The ship stopped the second night in Northern France, and as the passengers came down to breakfast the next morning, they noticed that Rev. Lyte was not among them.  They sent someone to his room, who knocked on the door, but there was no answer.

 

So they unlocked the door and inside the room, stretched out across the bed, was the lifeless body of Henry Francis Lyte.  In his hand there was a piece of paper, and on it was a poem that man of faith had written.  The poem has since been set to music, and it is today one of the most beloved hymns of the church.  Listen to the words which have become so familiar to all of us:

 

“Abide with me, fast falls the eventide;

The darkness deepens, Lord, with me abide:

When other helpers fail, and comforts flee,

Help of the helpless, O abide with me.

 

Swift to its close ebbs out life’s little day;

Earth’s joys grow dim, its glories pass away;

Change and decay in all around I see;

O Thou who changest not, abide with me.

 

I need Thy presence every passing hour;

What but Thy grace can foil the tempters power?

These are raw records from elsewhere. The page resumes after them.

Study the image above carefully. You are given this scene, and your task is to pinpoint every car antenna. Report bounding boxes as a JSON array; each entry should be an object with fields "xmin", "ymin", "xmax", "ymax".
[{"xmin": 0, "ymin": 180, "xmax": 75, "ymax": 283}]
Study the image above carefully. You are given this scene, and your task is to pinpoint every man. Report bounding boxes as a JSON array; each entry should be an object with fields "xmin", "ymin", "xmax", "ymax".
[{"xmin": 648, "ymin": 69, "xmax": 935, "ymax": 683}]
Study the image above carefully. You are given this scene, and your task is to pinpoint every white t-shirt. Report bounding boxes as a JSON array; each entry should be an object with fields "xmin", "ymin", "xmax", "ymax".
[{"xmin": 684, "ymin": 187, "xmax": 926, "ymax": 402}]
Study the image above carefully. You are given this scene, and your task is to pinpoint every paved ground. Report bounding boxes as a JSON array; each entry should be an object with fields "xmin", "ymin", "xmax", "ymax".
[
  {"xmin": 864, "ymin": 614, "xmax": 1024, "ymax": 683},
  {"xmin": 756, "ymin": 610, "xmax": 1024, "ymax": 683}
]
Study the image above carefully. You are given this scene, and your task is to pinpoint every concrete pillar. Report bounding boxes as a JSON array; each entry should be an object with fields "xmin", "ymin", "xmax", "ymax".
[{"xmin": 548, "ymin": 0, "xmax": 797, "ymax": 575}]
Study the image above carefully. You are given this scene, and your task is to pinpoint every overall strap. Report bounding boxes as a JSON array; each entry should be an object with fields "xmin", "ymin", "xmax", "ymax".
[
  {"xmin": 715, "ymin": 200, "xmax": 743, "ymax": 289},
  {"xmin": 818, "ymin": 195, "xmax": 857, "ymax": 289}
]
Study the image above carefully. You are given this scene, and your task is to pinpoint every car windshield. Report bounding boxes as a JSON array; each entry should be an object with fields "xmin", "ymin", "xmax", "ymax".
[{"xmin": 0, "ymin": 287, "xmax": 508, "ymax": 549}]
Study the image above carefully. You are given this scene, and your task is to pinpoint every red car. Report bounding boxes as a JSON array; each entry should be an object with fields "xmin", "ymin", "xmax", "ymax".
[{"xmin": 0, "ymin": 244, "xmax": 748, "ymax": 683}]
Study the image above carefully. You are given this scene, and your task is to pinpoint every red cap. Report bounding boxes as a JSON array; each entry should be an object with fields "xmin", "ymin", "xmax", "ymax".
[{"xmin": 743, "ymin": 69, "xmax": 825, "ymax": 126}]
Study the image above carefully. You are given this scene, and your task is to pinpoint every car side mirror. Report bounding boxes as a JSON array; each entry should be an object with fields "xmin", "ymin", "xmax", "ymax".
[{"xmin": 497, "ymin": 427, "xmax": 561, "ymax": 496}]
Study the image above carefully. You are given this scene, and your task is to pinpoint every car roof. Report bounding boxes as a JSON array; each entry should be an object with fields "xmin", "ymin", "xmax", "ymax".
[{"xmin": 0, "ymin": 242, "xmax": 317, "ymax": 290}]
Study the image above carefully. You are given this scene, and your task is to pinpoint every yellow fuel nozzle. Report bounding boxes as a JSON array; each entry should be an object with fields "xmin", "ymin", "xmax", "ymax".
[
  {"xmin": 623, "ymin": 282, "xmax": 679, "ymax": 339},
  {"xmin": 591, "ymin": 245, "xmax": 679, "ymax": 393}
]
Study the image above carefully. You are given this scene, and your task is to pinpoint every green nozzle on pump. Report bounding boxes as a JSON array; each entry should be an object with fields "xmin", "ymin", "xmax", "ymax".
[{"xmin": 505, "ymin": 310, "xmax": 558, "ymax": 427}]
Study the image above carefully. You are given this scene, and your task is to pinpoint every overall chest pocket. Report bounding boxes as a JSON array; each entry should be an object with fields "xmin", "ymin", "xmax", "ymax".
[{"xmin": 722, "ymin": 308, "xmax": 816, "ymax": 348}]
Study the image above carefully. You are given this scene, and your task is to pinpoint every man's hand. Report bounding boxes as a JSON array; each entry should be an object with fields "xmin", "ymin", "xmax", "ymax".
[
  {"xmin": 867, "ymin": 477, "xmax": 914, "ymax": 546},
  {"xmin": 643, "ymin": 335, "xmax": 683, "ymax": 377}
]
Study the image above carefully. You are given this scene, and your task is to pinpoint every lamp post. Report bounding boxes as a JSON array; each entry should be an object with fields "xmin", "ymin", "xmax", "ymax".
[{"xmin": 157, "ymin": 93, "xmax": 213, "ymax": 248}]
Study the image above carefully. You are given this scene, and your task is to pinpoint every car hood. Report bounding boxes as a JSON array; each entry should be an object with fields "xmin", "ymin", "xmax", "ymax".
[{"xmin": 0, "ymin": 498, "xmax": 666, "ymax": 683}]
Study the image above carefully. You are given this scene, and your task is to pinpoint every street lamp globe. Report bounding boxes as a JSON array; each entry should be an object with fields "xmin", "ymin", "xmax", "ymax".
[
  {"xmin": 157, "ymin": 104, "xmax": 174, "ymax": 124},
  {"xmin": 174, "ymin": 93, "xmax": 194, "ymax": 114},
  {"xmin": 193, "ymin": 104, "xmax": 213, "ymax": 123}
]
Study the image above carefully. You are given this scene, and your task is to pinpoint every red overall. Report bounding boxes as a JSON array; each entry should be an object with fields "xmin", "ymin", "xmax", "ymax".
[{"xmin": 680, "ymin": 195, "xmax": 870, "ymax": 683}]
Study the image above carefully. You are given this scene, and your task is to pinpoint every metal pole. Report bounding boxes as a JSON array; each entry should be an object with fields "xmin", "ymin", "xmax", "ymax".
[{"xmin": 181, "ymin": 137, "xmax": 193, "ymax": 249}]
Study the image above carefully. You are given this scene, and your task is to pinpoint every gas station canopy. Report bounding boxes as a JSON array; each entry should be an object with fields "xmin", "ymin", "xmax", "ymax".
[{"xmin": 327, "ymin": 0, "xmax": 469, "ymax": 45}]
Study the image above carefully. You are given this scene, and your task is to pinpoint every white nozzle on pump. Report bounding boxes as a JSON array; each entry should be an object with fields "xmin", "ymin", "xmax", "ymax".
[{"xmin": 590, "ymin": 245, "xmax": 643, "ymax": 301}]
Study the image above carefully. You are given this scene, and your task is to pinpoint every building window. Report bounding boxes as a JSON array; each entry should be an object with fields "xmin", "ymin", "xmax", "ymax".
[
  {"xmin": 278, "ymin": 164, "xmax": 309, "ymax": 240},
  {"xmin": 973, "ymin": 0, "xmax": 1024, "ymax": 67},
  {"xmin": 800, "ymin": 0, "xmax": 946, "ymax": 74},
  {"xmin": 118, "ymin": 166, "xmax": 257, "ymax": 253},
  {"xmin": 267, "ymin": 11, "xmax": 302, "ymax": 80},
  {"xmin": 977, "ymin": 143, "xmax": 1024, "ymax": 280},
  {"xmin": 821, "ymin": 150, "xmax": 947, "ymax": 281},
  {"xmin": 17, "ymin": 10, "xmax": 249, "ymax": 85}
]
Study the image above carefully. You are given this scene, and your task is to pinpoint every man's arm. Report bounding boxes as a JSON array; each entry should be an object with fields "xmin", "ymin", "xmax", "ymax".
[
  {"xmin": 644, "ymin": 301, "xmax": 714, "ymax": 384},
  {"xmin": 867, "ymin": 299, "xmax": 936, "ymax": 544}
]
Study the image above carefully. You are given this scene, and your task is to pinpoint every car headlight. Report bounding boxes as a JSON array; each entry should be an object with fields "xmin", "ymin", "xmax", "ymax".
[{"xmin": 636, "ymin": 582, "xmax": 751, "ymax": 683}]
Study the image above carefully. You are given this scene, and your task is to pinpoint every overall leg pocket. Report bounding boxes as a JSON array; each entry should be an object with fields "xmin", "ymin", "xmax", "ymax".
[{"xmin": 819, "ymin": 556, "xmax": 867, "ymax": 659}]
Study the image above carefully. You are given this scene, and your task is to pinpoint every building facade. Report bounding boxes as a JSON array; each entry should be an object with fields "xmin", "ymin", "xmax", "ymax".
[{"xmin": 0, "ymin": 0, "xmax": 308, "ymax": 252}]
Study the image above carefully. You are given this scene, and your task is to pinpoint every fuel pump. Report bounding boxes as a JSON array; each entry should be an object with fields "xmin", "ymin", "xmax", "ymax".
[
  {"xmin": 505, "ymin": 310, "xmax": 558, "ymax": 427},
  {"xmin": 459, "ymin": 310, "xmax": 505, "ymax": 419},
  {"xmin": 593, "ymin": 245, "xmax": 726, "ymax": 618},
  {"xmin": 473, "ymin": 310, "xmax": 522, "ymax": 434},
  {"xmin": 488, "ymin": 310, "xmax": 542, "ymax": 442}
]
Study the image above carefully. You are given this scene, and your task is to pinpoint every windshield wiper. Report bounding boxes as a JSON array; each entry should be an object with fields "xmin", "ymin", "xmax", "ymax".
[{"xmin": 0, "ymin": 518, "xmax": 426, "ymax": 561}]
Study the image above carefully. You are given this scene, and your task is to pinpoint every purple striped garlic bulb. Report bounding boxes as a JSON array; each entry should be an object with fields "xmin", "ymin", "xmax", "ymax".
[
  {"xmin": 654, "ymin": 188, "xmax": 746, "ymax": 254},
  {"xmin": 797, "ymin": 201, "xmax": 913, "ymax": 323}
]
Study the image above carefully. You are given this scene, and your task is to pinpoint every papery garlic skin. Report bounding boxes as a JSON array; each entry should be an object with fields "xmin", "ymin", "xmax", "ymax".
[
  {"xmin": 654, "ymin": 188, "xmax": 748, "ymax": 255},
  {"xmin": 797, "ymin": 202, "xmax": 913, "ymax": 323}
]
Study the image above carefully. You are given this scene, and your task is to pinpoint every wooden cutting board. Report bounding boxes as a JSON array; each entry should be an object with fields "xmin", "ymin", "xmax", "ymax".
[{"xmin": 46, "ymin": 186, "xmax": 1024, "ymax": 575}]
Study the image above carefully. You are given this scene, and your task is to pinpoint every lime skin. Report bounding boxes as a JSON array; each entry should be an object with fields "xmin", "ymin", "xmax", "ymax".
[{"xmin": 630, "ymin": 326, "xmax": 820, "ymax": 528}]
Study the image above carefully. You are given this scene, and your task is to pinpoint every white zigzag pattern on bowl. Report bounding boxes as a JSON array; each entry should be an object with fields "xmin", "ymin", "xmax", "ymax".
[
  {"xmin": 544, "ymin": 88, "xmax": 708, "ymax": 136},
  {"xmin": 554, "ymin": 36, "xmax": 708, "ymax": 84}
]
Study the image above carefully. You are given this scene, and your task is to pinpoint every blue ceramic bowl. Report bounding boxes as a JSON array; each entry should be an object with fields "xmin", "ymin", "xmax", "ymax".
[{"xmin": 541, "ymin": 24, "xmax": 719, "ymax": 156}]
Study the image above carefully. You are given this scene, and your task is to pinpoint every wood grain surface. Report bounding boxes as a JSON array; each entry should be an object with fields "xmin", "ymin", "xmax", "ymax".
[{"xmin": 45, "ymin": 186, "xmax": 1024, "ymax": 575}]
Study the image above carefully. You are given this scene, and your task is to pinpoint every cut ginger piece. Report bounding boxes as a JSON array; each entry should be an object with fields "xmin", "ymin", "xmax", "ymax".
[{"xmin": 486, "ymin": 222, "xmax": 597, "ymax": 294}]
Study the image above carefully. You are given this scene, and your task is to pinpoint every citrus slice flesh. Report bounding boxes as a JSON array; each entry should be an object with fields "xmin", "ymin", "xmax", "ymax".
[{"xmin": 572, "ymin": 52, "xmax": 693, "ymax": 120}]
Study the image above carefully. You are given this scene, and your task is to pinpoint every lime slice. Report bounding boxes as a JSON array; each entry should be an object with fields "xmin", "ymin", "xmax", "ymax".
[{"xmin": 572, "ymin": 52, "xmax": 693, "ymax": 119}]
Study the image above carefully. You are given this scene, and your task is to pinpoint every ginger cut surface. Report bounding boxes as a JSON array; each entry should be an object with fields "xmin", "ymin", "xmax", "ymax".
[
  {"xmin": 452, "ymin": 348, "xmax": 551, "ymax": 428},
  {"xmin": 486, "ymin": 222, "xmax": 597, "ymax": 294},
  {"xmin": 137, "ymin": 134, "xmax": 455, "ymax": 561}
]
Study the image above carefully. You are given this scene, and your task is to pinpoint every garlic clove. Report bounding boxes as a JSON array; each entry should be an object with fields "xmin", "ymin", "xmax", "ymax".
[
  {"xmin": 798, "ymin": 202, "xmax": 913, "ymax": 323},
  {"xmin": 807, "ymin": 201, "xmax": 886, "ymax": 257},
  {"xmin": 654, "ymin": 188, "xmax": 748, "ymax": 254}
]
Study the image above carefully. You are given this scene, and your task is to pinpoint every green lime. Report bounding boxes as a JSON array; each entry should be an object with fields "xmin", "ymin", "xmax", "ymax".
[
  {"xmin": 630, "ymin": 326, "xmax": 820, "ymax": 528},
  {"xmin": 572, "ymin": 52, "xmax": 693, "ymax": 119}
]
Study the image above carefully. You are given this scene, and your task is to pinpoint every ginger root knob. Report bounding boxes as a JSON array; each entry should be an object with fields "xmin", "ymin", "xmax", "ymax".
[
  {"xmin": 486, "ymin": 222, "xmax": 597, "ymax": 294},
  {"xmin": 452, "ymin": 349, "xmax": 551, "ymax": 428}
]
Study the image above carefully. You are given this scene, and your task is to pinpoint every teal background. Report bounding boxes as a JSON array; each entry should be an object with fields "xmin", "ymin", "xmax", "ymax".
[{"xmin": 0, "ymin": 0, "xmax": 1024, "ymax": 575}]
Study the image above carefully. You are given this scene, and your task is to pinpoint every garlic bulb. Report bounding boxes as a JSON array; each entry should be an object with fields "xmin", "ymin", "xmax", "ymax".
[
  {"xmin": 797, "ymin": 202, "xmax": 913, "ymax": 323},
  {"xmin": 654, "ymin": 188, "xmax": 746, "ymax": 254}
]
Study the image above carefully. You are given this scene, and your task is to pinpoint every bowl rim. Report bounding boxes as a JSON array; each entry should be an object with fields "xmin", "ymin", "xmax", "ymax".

Who like Thyself my guide, and stay can be?

Through cloud and sunshine, O abide with me.

 

I fear no foe, with Thee at hand to bless:

Ills have no weight, and tears no bitterness.

Where is death’s sting?  Where, grave, thy victory?

I triumph still, if Thou abide with me.

 

Hold Thou Thy cross before my closing eyes;

Shine through the gloom and point me to the skies;

Heaven’s morning breaks, and earth’s vain shadows flee:

In life, in death, O Lord, abide with me.”

 

You see, Henry Francis Lyte was not afraid to live and he wasn’t afraid to die because he knew that he was not alone.  And we can know that too.  Because God, through Jesus Christ, has helped us find the one person we can trust and has surrounded us with His holy presence and healing touch.

 

CONCLUSION

 

Which leads us to the final scene in our scripture lesson from the 14th chapter of Matthew, and there is one word I would choose to describe it.  That word, from the old King James Version of the Bible, is “inasmuch.” 

 

Matthew says that as Jesus withdrew to a lonely place, the crowds followed Him from the towns.  And when He saw them, Jesus had compassion on them and began to heal the sick.  Then, as evening fell, the disciples said to Him “Lord, this is a lonely place and the day is now over.  Send the crowds away, for they are hungry and need to buy food for themselves.”  But Jesus answered “They need not go away – give them something to eat.”  And what those disciples and the crowd of people witnessed that day has been called ever since “The Feeding of the 5,000.”  Jesus said the blessing over five fish and two loaves of bread, and when the disciples were done serving all of the men, women and children, Matthew says that everyone had been fed.  (Matthew 14:13-21).

 

Now here’s the point of the story:  when we feel lonely, isolated and unrecognized even in the midst of a crowd, that is precisely the moment when God may be calling us to reach out and help somebody else.  Dr. Karl Menninger, the founder of modern day psychiatry and a Presbyterian elder from Topeka, Kansas – Dr. Menninger once said, “If I felt an anxiety attack or break down coming on, I would leave the house, lock the door behind me, cross the street to find someone, anyone in need and try to help them.”

 

And when we do that, God can and will perform a miracle in us.  How do I know?  Because Jesus told us so – Matthew 25, verses 35-40:  I was hungry and you gave me food, thirsty and you gave me drink, a stranger and you welcomed me, naked and you clothed me, sick and you visited me, in prison and you came to me…Truly I say to you, inasmuch as you did it to one of the least of these, you did it unto me.

 

My friends, if you have come here today with a sense of loneliness deep down in your heart, then know beyond the shadow of a doubt that God is here in this place and you are welcomed by this church with open arms.

 

And as you remember those scenes from the life of Jesus Christ in the gospel of Matthew, chapters 13, 14 and 25, then (1) find someone you can trust, (2) pray for God’s presence and healing touch and (3) never forget that word “inasmuch” – Inasmuch as you have done it unto one of the least of these my brothers and sisters, you have done it unto me.  And He has promised to be with you and me, from here to eternity!

 

In the name of the Father and the Son and the Holy Spirit.  Amen.